After the Passover, after I anointed Jesus, after the betrayal and the farce of a trial, after the long road to Calvary and the crucifixion, after Jesus appeared to me, resurrected, and I spread the good news to the disbelieving apostles, after the Ascension, only then did I leave his side and travel to Rome, to confront Tiberius Caesar.
I brought with me a single egg. I stood before the most powerful man alive, by earthly standards, and declared, “Christ is Risen!”
He laughed. “Jesus is no more risen than that egg in your hand is red.”
“This egg?” I replied. (show red egg)
Pontius Pilate was soon after removed from Jerusalem under imperial displeasure.
But sometimes justice comes too late.

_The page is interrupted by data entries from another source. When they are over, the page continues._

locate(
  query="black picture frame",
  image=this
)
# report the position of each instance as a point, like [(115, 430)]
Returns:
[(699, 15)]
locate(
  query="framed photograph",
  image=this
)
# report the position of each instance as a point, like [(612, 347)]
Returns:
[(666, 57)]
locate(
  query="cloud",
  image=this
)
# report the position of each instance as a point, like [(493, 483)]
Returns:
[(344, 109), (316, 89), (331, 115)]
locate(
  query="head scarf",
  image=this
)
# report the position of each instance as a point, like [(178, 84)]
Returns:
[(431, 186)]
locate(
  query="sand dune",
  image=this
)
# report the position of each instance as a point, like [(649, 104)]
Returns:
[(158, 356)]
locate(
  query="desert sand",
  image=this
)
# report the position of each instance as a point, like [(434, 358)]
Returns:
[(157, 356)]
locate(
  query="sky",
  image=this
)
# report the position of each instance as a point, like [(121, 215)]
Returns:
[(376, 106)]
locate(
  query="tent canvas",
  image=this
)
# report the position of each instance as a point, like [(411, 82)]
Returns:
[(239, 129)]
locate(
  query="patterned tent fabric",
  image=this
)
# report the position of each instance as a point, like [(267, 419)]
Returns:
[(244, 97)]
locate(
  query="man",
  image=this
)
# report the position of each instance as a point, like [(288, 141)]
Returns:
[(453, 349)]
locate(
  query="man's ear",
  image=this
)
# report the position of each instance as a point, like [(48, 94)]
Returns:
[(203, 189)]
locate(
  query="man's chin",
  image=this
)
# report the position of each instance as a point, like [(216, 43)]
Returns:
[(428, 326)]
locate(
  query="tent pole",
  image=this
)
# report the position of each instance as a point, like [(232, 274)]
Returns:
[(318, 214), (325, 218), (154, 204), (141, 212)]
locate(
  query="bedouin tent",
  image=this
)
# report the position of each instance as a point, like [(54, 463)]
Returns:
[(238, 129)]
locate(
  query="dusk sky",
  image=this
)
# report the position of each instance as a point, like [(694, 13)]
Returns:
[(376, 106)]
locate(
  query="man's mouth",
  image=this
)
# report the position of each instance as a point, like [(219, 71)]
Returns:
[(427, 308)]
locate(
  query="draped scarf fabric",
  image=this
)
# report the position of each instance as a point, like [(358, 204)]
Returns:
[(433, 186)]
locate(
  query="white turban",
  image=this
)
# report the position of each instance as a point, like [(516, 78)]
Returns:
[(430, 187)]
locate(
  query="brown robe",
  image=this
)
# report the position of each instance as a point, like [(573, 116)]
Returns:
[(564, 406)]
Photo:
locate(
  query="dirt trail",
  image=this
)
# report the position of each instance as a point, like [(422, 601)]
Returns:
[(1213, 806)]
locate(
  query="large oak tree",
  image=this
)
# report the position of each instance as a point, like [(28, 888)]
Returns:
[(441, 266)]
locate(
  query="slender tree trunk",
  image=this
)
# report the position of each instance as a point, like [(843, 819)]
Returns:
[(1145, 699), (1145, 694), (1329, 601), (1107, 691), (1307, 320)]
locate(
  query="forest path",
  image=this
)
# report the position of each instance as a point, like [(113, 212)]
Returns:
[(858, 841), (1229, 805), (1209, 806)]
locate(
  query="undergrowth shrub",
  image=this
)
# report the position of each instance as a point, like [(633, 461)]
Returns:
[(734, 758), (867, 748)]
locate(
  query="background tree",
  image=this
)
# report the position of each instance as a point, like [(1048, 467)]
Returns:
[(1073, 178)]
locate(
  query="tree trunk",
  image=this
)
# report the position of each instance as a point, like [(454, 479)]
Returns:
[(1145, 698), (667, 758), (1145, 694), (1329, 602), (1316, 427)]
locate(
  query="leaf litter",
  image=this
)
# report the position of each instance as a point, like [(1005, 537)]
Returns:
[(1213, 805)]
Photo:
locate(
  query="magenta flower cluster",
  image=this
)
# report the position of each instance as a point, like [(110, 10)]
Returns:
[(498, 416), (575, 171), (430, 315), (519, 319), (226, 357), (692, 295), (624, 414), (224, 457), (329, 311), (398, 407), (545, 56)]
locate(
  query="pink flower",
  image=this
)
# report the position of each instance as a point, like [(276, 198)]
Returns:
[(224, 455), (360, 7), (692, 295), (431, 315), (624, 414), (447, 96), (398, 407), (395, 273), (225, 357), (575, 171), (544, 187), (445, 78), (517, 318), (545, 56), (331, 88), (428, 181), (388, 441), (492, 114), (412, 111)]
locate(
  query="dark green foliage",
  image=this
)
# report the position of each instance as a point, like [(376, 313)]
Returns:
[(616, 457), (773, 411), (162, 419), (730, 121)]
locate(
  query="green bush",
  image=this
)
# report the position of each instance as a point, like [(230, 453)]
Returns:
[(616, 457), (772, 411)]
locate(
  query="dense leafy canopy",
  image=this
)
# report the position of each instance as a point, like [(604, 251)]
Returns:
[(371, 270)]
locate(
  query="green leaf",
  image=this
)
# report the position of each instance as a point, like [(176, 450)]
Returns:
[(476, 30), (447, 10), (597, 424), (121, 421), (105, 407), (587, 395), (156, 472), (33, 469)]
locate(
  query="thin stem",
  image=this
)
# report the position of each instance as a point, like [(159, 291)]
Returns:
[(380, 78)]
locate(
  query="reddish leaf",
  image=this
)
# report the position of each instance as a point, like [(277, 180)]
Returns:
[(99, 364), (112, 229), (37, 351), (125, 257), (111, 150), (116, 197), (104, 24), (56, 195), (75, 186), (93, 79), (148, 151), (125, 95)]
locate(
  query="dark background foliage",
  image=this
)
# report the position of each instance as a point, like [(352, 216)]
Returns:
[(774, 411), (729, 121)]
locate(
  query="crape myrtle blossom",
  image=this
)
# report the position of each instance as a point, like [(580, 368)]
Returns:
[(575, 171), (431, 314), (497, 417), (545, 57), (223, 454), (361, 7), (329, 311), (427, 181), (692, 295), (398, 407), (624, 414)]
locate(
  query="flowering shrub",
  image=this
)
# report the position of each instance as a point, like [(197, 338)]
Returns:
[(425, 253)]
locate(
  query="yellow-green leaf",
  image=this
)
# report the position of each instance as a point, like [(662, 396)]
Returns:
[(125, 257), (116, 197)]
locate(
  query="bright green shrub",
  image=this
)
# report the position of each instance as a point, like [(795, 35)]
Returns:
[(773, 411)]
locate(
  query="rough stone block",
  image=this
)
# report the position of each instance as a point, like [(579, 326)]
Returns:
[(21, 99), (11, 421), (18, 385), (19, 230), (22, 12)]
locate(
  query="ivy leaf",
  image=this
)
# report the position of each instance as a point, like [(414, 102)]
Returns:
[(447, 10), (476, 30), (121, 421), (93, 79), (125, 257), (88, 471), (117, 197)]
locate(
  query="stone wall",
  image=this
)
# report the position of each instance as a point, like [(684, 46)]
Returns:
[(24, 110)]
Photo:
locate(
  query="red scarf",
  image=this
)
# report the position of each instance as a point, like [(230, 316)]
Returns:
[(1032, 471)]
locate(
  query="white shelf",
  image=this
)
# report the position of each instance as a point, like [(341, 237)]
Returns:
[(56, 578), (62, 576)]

Sometimes the losses feel too great to bear, and we crack or shatter like an eggshell.
Whenever you dye eggs, remember you are not alone. I wept at an empty tomb, we weep at tombs still. Remember that an egg, symbol of creation and rebirth, contains the end at the beginning. Remember that everything an egg needs is inside itself. Alpha and Omega. World without end.
I began in a cave, in an egg, in the dark womb. My body will end in a cave, in the Mountains of La Sainte Baume. But my soul will live on, for my spirit is a piece of this shell, (show egg) protecting and nurturing the yolk that is God, the God that is Love.
I anointed Jesus for his death, knowing he had to die, as we all will. He was reborn to show us we don’t have an ending. We never end. And so, the God that is Love will be reborn into the world ad infinitum. We are the shell, broken into new life. We are fragile, but we are enough.
We are love, and love is stronger than death.
Today we remember her, as we remember Jesus in broken bread and a cup poured out in blessing. And as we do, we can face this week and all that will happen: heartbreak, betrayal, abandonment, unmerited suffering and God-damned death not with fear but with invincible hope.
Love rules. Love endures. Love will overcome.